There’s something intriguing about people who walk away from “the perfect life.” Essena isn’t the first celebrity to proclaim the glamorous life as hollow and miserable. Why is it so surprising? Why is it news?

Because, despite continually hearing it, we don’t believe it. We’re star struck by seemingly effortless beauty and glamour. We all want to be loved, and this seems to be the best way. Fame, adoring fans, recognition, getting paid for how you look…that lifestyle is intoxicating. It pulls at us. It seems to fulfill our deepest desires.

It’s humanity’s genetic marker of success. How could someone like that not be happy? Even though faith, and experience, tell us something different, the belief is deep seated. And, that’s the danger for our youth.

Essena is not condemning social media or Instagram, per se. She’s railing against the duplicity inherent in the game. She wasn’t telling the whole truth. Her Instagrams were staged to look candid, natural, off-the-cuff. She portrayed a lifestyle that wasn’t real…and worse was unattainable and unsustainable.

Thousands of girls looked to her as a role model and wanted to imitate her life. She didn't want to lie to them anymore.
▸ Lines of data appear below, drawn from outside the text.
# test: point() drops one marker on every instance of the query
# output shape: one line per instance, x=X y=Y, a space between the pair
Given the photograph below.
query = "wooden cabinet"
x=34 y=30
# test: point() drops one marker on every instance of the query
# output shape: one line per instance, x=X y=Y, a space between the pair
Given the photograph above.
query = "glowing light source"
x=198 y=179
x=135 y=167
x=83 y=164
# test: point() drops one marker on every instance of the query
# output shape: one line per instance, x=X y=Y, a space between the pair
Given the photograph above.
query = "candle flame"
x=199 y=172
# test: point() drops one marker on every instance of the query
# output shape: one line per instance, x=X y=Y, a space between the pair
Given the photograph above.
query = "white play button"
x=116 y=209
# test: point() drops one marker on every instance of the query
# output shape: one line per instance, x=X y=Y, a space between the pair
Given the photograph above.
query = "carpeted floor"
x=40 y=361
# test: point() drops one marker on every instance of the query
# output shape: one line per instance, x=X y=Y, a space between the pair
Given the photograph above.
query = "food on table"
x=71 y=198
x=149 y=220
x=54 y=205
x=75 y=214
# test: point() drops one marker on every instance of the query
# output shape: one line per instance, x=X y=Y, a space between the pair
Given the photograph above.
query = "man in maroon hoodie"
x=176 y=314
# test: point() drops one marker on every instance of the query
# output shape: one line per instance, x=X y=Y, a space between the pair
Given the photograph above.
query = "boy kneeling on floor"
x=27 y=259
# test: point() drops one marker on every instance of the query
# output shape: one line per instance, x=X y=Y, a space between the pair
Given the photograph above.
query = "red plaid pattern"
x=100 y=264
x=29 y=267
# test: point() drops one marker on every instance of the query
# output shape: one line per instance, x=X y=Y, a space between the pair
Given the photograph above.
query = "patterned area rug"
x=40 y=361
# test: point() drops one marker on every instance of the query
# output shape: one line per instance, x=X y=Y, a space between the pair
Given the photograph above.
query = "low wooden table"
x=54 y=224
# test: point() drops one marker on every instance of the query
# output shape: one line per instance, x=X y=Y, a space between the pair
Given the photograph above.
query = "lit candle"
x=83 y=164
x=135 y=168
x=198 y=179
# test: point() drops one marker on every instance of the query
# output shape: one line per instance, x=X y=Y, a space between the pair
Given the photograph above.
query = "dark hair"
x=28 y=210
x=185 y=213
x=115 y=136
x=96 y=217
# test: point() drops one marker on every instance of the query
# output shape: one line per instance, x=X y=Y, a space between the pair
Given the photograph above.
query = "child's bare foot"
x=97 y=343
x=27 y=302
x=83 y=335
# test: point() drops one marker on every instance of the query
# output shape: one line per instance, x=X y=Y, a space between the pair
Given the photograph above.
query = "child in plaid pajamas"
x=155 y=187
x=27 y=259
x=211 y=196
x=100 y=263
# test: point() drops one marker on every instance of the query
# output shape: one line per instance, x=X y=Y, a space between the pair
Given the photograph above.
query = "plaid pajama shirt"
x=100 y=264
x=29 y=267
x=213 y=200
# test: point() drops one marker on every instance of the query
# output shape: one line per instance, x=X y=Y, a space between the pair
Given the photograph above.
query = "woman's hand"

https://vimeo.com/144839478

An important message for our kids

Society is pushing our children to grow up younger and younger. At 16, Essena’s life was immersed in her appearance and being an object of sexual desire. After four years of measuring her self-worth by this standard, she was empty.

Instagram Girls like Essena are daily forming our young girls, teaching them about sexuality, how to present themselves, and where their worth lies…and I see parents condoning it. They’re allowing girls as young as 11 and 12 to get caught up in fashion and cultural trends. It only continues downward from there. Don't let your girls, or boys, get trapped in it!

Essena’s message? You are more than a hot Instapic! You don’t need to win the genetic lottery of beauty to be happy. Fulfillment doesn’t come from being thin.

Now she has a new site dedicated to sharing the truth. It's called Let's Be Game Changers. She posted several videos that discuss her views and some "behind the image" videos that talk about the truth of her former social media image.

The Catholic truth about the human person

Keep your kids grounded in the Church’s truth about the human person.

Everyone has an inherent dignity and worth, solely by reason of their existence! God created human beings for their own sake. It is below our dignity as humans to be used by anyone for their own self-gratification or agendas. It’s beneath us to be merely a tool for economic gain.

It doesn’t matter if you’re productive, thin, beautiful, extremely talented, or smart. You’re made in God’s image and likeness and thus have worth because of that. Think how freeing that is. You matter! Just because you are you!

And with God's help and grace, you can unlock the full potential hidden within you to become everything God made you to be.

Do your kids understand how societal norms and social media can distort self-image and self-worth? How can you show them? How can you spread this message to the young people you know?